Aural hematoma is a very common condition in dogs but it can, unfortunately, be quite expensive to fix. It occurs when blood vessels are damaged in the pinna and the leaking blood causes the flap of the ear to swell up. The pinna is the cartilaginous portion of the ear that protrudes from the head. The usual cause of this condition is thought to be vigorous shaking of the head.
Dogs may initially shake their head when they develop an ear infection or when something else is irritating them such as fleas. Once the blood leakage begins, the ear flap will become distended and heavy which will aggravate the dog even more. He will continue to shake his head and paw at the ear, potentially making it worse. If left untreated, it will probably heal on its own after the blood vessels stop leaking and the blood is reabsorbed. Not treating is generally not recommended however because of the discomfort to the dog and also because an untreated ear flap will develop much scar tissue and will be crinkled up after healing. Sometimes, if allowed to heal without intervention, the ear will be very malformed and the opening will be permanently blocked which can be conducive to subsequent infections.
The usual treatment for an aural hematoma is surgery. Any underlying conditions such as infection will also be treated.
Simply draining the ear is not effective because it will only fill up again. Usually an incision is made under the ear flap to drain the blood and clean out any clots or debris inside, then both sides of the ear flap have to be sutured together until scar tissue forms which adheres them together and prevents refilling. Multiple sutures are used and sometimes the veterinarian will use a two-sided bandage over the flap to keep it flat. It is sometimes necessary to place drainage tubes in the flap. The dog will require general anesthesia.
The dog should be able to go home the same day of surgery once the anesthesia wears off. An Elizabethan collar or E collar may or may not be necessary. This is a cone shaped medical device that is worn to cover the animal's head like a lampshade to prevent them from scratching or rubbing their incision.

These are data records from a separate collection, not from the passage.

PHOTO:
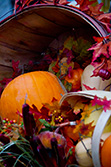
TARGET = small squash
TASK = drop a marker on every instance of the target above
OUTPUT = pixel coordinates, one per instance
(92, 82)
(83, 151)
(40, 87)
(75, 78)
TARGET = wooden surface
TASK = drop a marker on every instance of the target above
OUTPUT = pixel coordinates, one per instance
(27, 34)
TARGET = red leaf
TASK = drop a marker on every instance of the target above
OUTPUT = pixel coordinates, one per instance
(95, 10)
(89, 88)
(105, 20)
(84, 4)
(102, 102)
(98, 39)
(101, 49)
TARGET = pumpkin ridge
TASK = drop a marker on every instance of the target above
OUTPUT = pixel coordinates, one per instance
(53, 89)
(37, 88)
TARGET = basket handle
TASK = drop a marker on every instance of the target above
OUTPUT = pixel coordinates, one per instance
(97, 136)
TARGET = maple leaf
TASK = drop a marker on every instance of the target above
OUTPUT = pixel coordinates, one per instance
(86, 112)
(105, 21)
(95, 10)
(89, 88)
(63, 2)
(5, 81)
(105, 64)
(83, 129)
(101, 49)
(84, 4)
(104, 103)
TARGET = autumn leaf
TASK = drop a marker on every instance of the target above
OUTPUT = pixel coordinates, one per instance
(68, 43)
(84, 4)
(83, 129)
(104, 103)
(89, 88)
(105, 21)
(95, 10)
(101, 49)
(86, 112)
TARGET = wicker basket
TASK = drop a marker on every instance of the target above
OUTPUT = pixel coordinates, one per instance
(27, 34)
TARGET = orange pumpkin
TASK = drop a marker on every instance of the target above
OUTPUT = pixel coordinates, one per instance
(40, 87)
(75, 78)
(106, 153)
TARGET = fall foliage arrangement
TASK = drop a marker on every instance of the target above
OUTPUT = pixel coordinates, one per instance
(43, 132)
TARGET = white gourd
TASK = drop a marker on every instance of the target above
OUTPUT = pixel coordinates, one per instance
(92, 82)
(82, 157)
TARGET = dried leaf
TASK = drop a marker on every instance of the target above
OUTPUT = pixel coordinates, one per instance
(88, 87)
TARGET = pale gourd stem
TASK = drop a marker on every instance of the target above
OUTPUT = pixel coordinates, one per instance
(87, 150)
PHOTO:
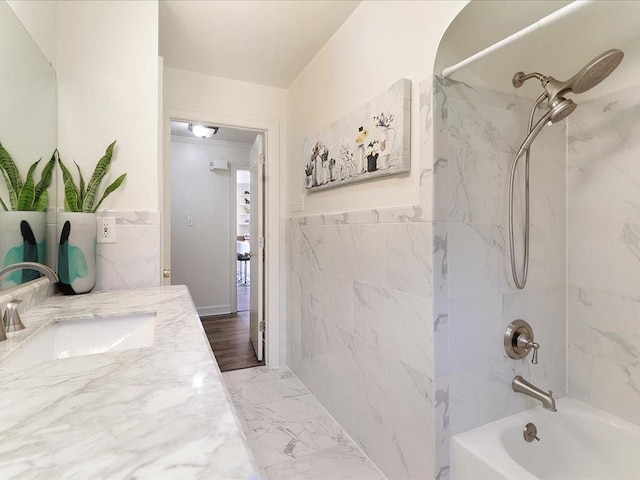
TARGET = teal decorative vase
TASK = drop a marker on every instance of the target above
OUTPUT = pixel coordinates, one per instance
(22, 239)
(76, 252)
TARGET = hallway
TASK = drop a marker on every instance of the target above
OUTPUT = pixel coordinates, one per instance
(229, 336)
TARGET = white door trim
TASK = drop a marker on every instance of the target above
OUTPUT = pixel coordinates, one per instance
(233, 254)
(271, 131)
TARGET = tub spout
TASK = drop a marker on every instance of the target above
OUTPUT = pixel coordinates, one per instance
(520, 385)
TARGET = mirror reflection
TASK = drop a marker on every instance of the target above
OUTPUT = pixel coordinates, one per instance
(28, 139)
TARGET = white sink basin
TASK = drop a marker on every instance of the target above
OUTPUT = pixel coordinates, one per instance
(78, 337)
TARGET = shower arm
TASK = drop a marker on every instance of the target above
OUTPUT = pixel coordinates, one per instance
(521, 283)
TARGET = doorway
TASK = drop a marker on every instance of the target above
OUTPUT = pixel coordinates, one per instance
(216, 226)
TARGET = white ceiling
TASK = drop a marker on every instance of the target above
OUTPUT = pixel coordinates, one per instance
(224, 134)
(268, 42)
(559, 50)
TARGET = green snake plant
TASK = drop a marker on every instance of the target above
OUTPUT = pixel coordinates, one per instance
(27, 195)
(82, 197)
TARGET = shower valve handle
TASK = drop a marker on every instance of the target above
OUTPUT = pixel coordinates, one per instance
(525, 342)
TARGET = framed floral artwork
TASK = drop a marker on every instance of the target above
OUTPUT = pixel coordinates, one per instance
(373, 141)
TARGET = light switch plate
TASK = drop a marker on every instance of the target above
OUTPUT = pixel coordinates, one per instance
(106, 230)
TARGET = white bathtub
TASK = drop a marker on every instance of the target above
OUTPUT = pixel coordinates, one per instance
(577, 442)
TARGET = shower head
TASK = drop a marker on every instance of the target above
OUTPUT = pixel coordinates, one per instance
(561, 109)
(588, 77)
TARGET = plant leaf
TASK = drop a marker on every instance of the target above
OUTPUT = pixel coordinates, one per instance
(41, 202)
(110, 189)
(13, 196)
(82, 186)
(28, 193)
(70, 196)
(71, 193)
(12, 173)
(45, 177)
(102, 168)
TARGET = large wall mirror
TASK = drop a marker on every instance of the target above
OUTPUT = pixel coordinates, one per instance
(27, 134)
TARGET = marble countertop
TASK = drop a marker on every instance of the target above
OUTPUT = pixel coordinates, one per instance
(155, 412)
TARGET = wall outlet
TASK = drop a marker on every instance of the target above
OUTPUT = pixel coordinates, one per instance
(106, 230)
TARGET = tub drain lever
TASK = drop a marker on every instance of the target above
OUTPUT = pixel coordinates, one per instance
(530, 433)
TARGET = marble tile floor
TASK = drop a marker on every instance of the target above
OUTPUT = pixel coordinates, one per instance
(290, 434)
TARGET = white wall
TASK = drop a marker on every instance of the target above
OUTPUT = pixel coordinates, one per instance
(200, 253)
(107, 65)
(603, 239)
(40, 18)
(381, 42)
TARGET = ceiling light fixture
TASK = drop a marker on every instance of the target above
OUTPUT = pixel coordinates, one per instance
(202, 131)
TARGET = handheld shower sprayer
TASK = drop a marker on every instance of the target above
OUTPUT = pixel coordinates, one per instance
(560, 108)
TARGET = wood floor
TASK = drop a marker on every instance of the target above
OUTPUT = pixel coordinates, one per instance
(229, 339)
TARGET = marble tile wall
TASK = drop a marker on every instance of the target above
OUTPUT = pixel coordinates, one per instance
(604, 254)
(360, 330)
(476, 133)
(134, 260)
(359, 289)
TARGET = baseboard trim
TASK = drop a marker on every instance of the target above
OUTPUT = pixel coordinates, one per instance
(213, 310)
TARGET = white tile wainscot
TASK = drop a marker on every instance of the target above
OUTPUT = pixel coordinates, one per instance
(156, 412)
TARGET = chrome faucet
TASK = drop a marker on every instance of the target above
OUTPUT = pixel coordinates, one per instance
(520, 385)
(51, 275)
(11, 315)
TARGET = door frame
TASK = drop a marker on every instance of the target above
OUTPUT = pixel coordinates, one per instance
(271, 132)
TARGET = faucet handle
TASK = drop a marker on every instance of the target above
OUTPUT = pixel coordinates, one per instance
(11, 319)
(534, 357)
(518, 341)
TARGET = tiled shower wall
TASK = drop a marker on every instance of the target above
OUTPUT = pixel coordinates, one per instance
(360, 321)
(476, 135)
(360, 330)
(604, 254)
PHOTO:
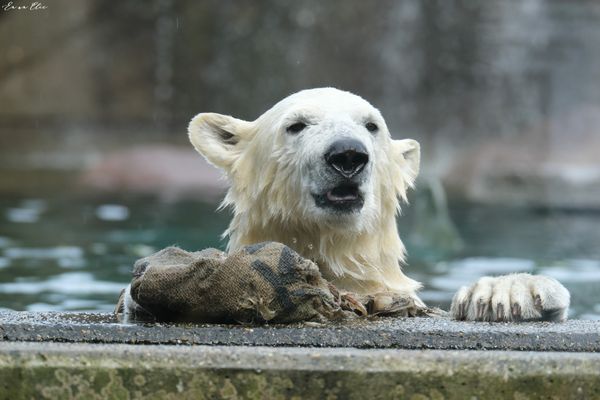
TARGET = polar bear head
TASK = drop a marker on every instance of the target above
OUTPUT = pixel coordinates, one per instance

They can be bought at a pet store, from the vet or online. The standard type is made from plastic and can usually be trimmed to fit the dog. There are other more expensive types as well, some made from quilted cloth or from inflatable material. The dog will probably have stitches for at least 2 weeks and will have to wear the collar during that time. Keep in mind that the incision will continue to drain while healing and may be messy. The E collar will have to be wiped down often too since it will become soiled with blood and possibly things that the dogs drags it in outside.
If no infection is found during the dog's initial examination, the veterinarian may offer the option of treating the condition with steroids, rather than surgery. Short term steroid treatment is considered to be safe providing the dog is in good health. Steroids may temporarily cause the animal to show increased hunger and possibly aggression. They also tend to drink large amounts of water and will need to relieve themselves more often. Steroids can make them more susceptable to infection as well. Sometimes the hematoma will resolve with steroids alone and without any further treatment, however the ear may be malformed when it heals. Since surgery is expensive, steroid treatment may be the owner's best option.